Comentário editorial
Nesta leitura prática, a decisão é organizada para mostrar o que o STJ efetivamente registrou e quais dados devem ser conferidos antes de transportar o entendimento para uma situação cotidiana. O recorte processual é AgRg no AREsp, julgado por QUINTA TURMA, sob relatoria de MARIA MARLUCE CALDAS.
Para o cidadão, o ponto essencial é não tratar a ementa como uma regra automática: fatos, pedidos, fase processual e legislação aplicável precisam ser comparados com o caso concreto. Quando o julgamento repercutir em mobilidade, veículos, sanções ou direitos do condutor, essa conexão deve estar expressa no próprio texto oficial.
Pontos centrais da ementa
- DESLOCAMENTO DE FUNDAMENTAÇÃO ENTRE VETORIAIS.
- Agravo regimental contra decisão que conheceu do agravo em recurso especial e negou provimento ao recurso especial, por estar o acórdão recorrido alinhado à jurisprudência desta Corte, com incidência da Súmula 568/STJ.
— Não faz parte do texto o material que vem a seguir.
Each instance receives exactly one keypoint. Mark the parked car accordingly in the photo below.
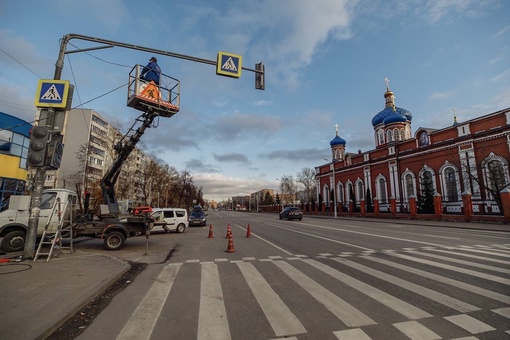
(197, 217)
(291, 213)
(170, 219)
(142, 210)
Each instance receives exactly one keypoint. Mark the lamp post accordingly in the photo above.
(334, 184)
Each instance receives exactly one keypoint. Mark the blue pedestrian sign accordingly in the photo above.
(52, 93)
(229, 64)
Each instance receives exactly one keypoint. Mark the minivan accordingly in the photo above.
(170, 219)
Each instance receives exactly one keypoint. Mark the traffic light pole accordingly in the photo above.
(40, 174)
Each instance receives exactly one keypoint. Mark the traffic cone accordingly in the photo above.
(210, 232)
(230, 248)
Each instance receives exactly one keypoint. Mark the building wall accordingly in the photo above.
(483, 137)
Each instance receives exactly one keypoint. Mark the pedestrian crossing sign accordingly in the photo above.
(229, 64)
(52, 93)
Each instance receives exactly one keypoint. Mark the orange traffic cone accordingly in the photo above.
(210, 232)
(230, 248)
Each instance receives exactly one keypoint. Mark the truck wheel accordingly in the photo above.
(14, 241)
(114, 240)
(180, 228)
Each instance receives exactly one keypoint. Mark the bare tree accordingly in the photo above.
(307, 178)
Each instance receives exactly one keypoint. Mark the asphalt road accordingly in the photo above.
(316, 279)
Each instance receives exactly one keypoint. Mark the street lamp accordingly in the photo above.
(334, 184)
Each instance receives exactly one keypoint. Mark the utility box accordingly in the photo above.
(19, 202)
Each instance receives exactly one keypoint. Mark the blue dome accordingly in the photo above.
(388, 111)
(337, 141)
(395, 118)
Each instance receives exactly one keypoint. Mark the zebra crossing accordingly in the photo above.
(426, 293)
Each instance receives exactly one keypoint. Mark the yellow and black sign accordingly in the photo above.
(52, 93)
(229, 64)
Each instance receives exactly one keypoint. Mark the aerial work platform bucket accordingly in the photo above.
(163, 99)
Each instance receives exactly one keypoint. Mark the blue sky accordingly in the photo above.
(325, 60)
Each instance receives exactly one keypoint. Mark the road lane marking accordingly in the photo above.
(467, 263)
(396, 304)
(145, 316)
(416, 331)
(282, 320)
(352, 334)
(484, 276)
(321, 237)
(441, 298)
(366, 234)
(349, 315)
(470, 324)
(455, 283)
(212, 316)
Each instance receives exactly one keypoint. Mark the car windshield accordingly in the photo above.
(197, 214)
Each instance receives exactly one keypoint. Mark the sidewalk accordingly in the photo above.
(38, 297)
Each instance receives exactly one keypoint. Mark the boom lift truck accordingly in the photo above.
(154, 101)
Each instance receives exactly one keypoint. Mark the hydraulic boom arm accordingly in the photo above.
(110, 178)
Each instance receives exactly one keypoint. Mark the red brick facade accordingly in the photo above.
(467, 158)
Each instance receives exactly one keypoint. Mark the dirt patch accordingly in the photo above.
(81, 320)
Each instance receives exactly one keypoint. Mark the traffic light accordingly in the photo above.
(38, 146)
(55, 152)
(259, 76)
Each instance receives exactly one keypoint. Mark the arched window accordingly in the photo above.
(389, 136)
(381, 137)
(450, 184)
(325, 194)
(359, 190)
(409, 185)
(381, 190)
(427, 182)
(340, 192)
(350, 193)
(496, 174)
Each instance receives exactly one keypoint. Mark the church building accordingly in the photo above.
(466, 158)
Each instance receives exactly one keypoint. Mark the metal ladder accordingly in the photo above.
(53, 239)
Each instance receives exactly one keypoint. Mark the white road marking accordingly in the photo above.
(458, 284)
(282, 320)
(415, 288)
(145, 316)
(212, 317)
(399, 306)
(455, 269)
(470, 324)
(416, 331)
(344, 311)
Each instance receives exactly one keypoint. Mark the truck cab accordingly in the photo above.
(58, 206)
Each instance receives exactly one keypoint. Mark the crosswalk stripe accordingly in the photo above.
(471, 256)
(415, 288)
(469, 323)
(212, 316)
(494, 253)
(505, 311)
(351, 334)
(144, 318)
(402, 307)
(455, 269)
(282, 320)
(459, 284)
(344, 311)
(416, 331)
(467, 263)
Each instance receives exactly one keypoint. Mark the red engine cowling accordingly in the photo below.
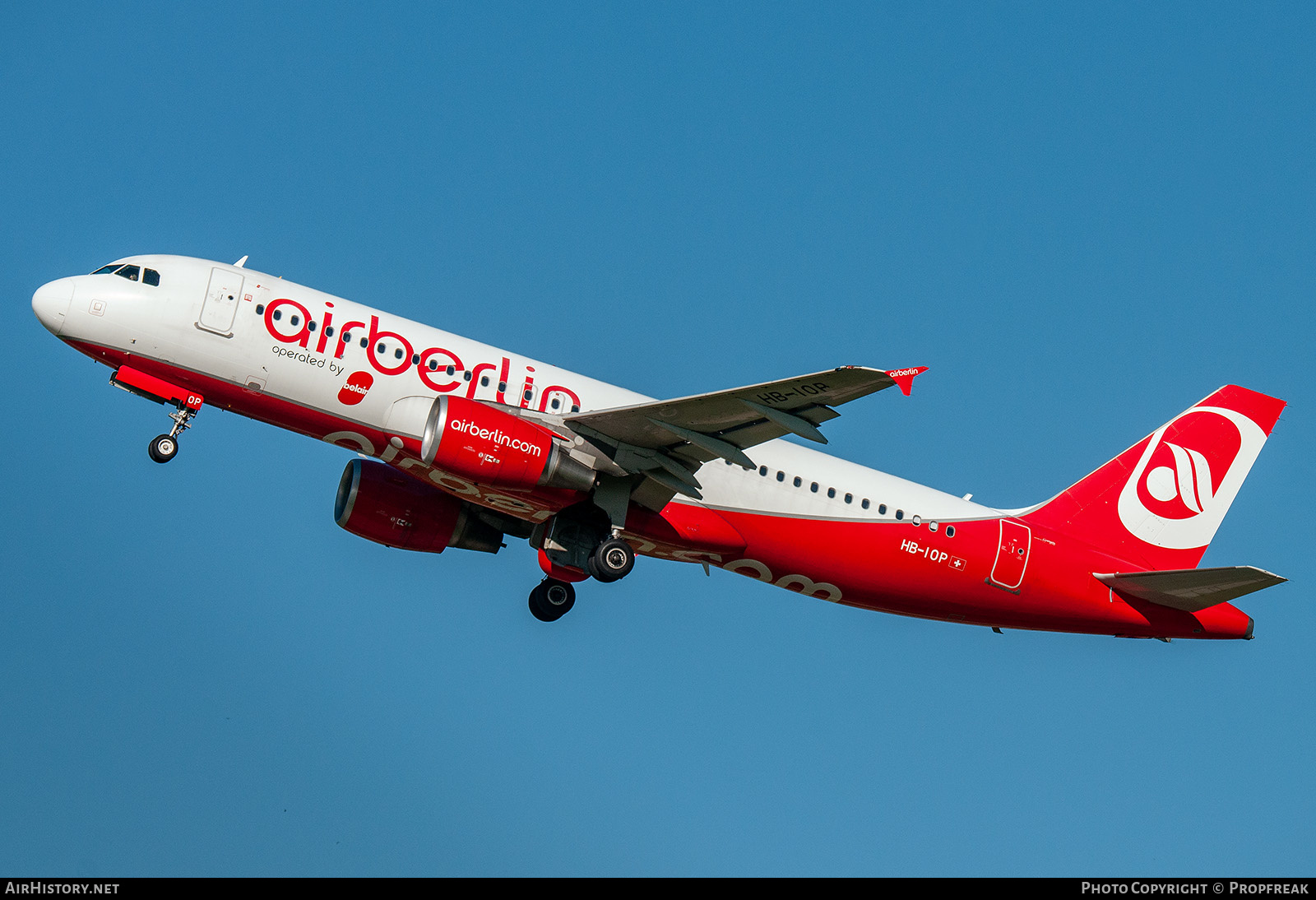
(491, 447)
(381, 504)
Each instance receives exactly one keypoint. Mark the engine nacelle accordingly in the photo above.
(491, 447)
(381, 504)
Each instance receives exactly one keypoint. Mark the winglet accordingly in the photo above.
(905, 377)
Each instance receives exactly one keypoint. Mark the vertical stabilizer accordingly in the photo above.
(1161, 502)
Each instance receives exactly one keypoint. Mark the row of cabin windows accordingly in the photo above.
(849, 498)
(398, 355)
(131, 272)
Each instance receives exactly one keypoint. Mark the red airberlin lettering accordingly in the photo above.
(354, 391)
(289, 322)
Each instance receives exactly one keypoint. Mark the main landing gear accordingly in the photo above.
(576, 545)
(164, 447)
(552, 599)
(611, 561)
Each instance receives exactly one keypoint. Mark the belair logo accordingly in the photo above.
(354, 391)
(1188, 476)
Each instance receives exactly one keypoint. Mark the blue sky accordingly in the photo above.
(1082, 217)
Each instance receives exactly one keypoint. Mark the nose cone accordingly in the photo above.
(52, 302)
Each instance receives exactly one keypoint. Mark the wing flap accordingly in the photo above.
(1191, 590)
(669, 440)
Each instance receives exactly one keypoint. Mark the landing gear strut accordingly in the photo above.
(579, 542)
(552, 599)
(164, 447)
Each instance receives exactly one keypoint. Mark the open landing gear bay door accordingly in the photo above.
(668, 441)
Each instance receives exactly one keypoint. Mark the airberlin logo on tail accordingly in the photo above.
(354, 391)
(1188, 476)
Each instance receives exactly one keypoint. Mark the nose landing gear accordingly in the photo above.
(164, 447)
(186, 404)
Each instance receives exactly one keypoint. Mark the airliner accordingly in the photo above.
(462, 445)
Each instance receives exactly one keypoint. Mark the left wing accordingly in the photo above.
(668, 441)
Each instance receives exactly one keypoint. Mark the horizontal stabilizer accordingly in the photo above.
(1191, 590)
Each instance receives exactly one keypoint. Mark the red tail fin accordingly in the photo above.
(1161, 502)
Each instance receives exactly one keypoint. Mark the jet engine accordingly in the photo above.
(491, 447)
(381, 504)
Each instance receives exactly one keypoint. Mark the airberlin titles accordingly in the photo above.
(447, 375)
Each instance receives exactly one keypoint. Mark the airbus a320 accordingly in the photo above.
(462, 445)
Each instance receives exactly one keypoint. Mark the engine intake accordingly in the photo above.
(381, 504)
(491, 447)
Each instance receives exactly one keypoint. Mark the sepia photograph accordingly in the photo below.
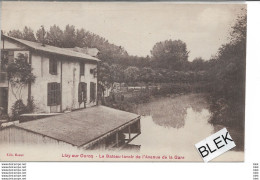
(121, 81)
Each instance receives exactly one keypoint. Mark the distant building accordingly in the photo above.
(65, 79)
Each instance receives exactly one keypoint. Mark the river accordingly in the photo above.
(175, 124)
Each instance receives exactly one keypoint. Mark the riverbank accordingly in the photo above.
(172, 110)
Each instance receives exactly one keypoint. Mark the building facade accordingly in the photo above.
(65, 79)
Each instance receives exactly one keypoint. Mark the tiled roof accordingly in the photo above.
(53, 49)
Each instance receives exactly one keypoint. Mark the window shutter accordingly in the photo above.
(48, 94)
(58, 95)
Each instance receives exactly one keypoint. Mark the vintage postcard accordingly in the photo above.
(122, 81)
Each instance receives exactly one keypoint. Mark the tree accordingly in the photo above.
(54, 36)
(228, 78)
(131, 74)
(169, 52)
(16, 34)
(69, 37)
(19, 74)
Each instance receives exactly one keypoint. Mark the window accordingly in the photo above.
(82, 69)
(53, 66)
(92, 92)
(54, 94)
(82, 92)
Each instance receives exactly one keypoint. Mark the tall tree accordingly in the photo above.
(28, 34)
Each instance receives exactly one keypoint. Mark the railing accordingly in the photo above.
(3, 77)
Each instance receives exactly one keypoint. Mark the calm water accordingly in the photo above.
(175, 124)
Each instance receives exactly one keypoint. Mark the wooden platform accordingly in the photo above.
(82, 127)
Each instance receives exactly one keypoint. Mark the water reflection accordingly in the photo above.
(175, 125)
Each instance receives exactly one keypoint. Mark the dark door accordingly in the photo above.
(3, 100)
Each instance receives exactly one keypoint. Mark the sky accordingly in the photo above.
(135, 26)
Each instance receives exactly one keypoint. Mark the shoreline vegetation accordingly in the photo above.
(221, 77)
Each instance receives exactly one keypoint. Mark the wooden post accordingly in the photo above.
(117, 144)
(129, 132)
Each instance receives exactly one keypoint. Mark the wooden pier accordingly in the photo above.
(97, 127)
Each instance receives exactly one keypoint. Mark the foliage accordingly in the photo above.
(26, 34)
(19, 74)
(169, 53)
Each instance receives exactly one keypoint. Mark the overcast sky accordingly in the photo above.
(135, 26)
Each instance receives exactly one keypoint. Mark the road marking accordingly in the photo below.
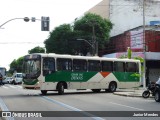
(12, 86)
(5, 87)
(126, 106)
(19, 86)
(72, 108)
(4, 108)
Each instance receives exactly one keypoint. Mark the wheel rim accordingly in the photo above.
(156, 96)
(112, 87)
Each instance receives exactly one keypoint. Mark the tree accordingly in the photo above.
(60, 40)
(16, 65)
(63, 39)
(37, 50)
(92, 25)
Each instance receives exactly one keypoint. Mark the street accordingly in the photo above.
(14, 98)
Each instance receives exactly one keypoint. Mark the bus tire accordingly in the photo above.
(44, 92)
(157, 96)
(96, 90)
(60, 89)
(112, 87)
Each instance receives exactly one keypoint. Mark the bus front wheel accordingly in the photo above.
(44, 92)
(96, 90)
(60, 88)
(112, 87)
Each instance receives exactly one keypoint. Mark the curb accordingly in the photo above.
(128, 95)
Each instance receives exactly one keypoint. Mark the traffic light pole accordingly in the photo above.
(9, 21)
(44, 22)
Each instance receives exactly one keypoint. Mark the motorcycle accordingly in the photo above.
(150, 90)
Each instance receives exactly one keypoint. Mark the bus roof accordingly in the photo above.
(84, 57)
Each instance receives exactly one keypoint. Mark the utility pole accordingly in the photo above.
(144, 47)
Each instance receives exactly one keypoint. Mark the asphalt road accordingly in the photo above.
(80, 104)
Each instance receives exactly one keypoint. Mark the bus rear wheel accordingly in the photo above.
(96, 90)
(60, 88)
(157, 96)
(44, 92)
(112, 87)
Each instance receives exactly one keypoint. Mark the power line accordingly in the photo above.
(21, 42)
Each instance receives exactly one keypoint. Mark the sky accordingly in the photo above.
(17, 36)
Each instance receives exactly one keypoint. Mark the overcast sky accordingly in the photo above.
(17, 36)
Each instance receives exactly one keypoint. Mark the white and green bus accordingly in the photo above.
(55, 72)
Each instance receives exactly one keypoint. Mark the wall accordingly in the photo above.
(128, 14)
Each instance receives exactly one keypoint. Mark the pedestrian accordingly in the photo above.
(1, 77)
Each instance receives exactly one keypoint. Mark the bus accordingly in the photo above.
(56, 72)
(3, 71)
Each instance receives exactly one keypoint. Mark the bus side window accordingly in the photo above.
(64, 64)
(94, 65)
(79, 65)
(48, 66)
(131, 67)
(107, 66)
(119, 66)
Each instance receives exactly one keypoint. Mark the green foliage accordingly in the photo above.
(63, 39)
(129, 53)
(16, 65)
(37, 50)
(58, 40)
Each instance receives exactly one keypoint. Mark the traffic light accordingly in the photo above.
(44, 23)
(26, 19)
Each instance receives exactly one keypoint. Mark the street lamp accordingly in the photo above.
(144, 47)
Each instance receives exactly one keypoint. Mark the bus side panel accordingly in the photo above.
(69, 76)
(127, 80)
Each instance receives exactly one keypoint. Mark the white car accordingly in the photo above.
(17, 78)
(8, 80)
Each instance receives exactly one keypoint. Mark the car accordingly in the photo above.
(7, 80)
(17, 78)
(157, 91)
- A agravante sustenta a inidoneidade da valoração negativa da personalidade com base em condutas pós-delito (manutenção de rotina, visita a amiga, pernoite sem alterações e informações imprecisas a familiares), alegando que tais comportamentos decorrem de choque emocional, primariedade e vulnerabilidade, e que a negativação demandaria laudo técnico.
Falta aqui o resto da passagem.